The same happens when you are trying to optimize aspects of your business (eg. your website). You won’t do a good job unless you’re aware of your own biases.

False-Consensus Bias

You tend to overestimate the degree to which people agree with you. You think the world is like you.

You see, you lived your whole life with your own opinions and experiences. This is the only thing you know in a way. So it is easy to project your own views onto others.

Sorry, but chances are that very few people will actually be like you. So you have to account for that when you are creating a product / website / any piece of content. As a business person / marketer, you are creating things for others to “consume”. Not for yourself! So, why treat it like that?

The Curse of Knowledge

You can’t un-know what you know

You are an expert in your business. You know your website inside and out. You are looking at it for 4 hours every day after all.

That’s good in a sense. But in another, you can never get in your customers shoes, completely. 

You don’t know how it is for someone to enter your website for the first time. For that reason, getting feedback from various people is vital for an optimised website. How?

  1. Studying website analytics
  2. Qualitative research on user behavior 
  3. User testing with people from your target group

Confirmation Bias

People tend to believe things that confirm their beliefs.

I have touched this a bit in a previous article, when I showed that people take emotional purchase decisions, and they use logic only to justify their choices.

In the same manner, this could happen to you when you are testing things in your website: 

  1. You form a hypothesis
  2. You try to prove your hypothesis by selecting data that fits your own narrative

That way, your 1st hypothesis will always be true, as you can always find pieces of data that do the trick, and ignore others that don’t. And you know that’s not the case.

Check yourself: do you really want your hypothesis to win? Are you emotionally invested in an idea?

Anchoring

Anchoring is the tendency of people to rely too heavily on the first piece of information offered (the “anchor”) when making decisions. 

We all fall for it whenever we are shopping in a discounted price, or we are trying to choose between various pricing options. We see the “big” price first, we get “anchored” and then the smaller price seems like a bargain.

That could happen when you are optimizing a website as well. 

A designer tells you that the layout of your copy needs work. So, you think: “We have to put the form on the right!”, “We have to make the headline bigger!” “We have to use a blue color that demonstrates trust!”

It must be the design after all…

Nope

If you weren’t anchored on the “design” narrative, you’d be open enough to discover that you had a product-market fit problem after all. Or a problem in the actual copy.

Congruence Bias

The congruence bias is the tendency to test hypotheses exclusively through direct testing, instead of testing possible alternative hypotheses.

You have a page, where you ask people to submit a form with their information. However nobody does so and you’re trying to figure out why.

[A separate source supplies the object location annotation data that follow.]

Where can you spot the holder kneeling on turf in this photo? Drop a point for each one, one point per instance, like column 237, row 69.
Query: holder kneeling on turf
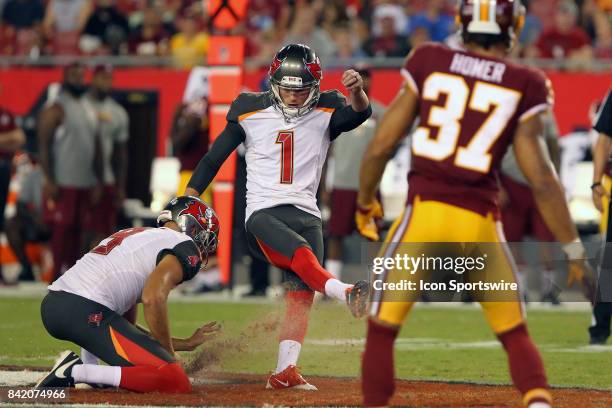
column 85, row 306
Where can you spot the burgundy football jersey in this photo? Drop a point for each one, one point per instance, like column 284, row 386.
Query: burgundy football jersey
column 469, row 108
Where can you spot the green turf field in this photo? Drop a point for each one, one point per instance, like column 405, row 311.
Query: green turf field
column 437, row 343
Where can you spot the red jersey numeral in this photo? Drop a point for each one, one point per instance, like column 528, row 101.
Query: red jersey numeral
column 115, row 240
column 285, row 139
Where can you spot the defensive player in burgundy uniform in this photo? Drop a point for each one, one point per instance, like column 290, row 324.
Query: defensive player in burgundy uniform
column 86, row 304
column 472, row 105
column 287, row 133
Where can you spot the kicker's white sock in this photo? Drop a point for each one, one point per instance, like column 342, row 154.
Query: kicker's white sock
column 334, row 266
column 547, row 280
column 336, row 289
column 288, row 354
column 522, row 281
column 97, row 374
column 87, row 357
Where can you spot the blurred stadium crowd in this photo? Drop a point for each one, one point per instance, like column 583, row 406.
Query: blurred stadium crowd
column 339, row 30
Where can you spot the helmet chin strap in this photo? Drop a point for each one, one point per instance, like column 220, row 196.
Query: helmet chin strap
column 291, row 113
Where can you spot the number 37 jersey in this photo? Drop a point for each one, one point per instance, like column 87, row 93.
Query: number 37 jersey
column 469, row 108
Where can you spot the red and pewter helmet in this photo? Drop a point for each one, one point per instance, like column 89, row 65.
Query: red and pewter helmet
column 295, row 66
column 486, row 22
column 195, row 219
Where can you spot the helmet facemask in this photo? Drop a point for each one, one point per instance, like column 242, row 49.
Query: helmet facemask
column 295, row 67
column 195, row 219
column 502, row 24
column 291, row 113
column 204, row 237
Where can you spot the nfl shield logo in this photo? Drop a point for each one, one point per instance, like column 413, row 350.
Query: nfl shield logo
column 95, row 319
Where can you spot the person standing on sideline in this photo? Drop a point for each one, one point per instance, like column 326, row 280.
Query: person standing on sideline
column 113, row 131
column 12, row 139
column 602, row 312
column 70, row 157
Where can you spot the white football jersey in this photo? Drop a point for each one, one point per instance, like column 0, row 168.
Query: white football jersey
column 114, row 273
column 284, row 160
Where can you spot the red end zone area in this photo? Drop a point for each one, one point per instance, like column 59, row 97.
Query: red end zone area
column 222, row 389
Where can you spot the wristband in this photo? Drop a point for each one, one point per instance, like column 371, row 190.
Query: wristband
column 574, row 250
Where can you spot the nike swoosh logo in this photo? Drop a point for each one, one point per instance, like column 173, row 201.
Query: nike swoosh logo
column 61, row 370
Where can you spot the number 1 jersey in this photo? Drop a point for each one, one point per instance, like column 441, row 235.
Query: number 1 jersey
column 469, row 107
column 285, row 159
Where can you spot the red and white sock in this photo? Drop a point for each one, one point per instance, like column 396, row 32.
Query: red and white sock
column 88, row 358
column 97, row 374
column 336, row 289
column 334, row 266
column 288, row 354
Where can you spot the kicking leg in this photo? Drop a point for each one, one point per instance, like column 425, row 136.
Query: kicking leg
column 286, row 249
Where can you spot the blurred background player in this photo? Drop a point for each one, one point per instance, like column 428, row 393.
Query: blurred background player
column 11, row 139
column 134, row 265
column 345, row 180
column 70, row 157
column 113, row 133
column 602, row 312
column 28, row 225
column 521, row 217
column 287, row 132
column 190, row 138
column 456, row 153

“Of course” you say, “The copy of the page is crap”.

So you change it. And it still doesn’t convert.

So you change it again. And again. And again. 

In the end it converts 3% better than the initial version.

If it weren’t for your congruence bias though you’d have tested an alternative hypothesis: That the form was not visible because it was at the bottom of the page.

Placing the form above the fold, would have increased conversions by 20% instead.

Testing multiple alternative hypotheses goes a long way…

Recency Bias

We trust recent data over older.

Is a recent study better than an old study? According to logic, no, time is not even a factor.

According to you, yes. And that’s because of your recency bias.

The next time you rush to read that “new” study or article, have that in mind.


Obviously there are way more biases that can come into place and mess up with your good(?) judgement. The important thing is that now at least you know that they exist and so, you can do something to work around themIf you are interested in this topic (I am interested too much lately) I suggest you go in the wikipedia page of cognitive biases to find out more about them.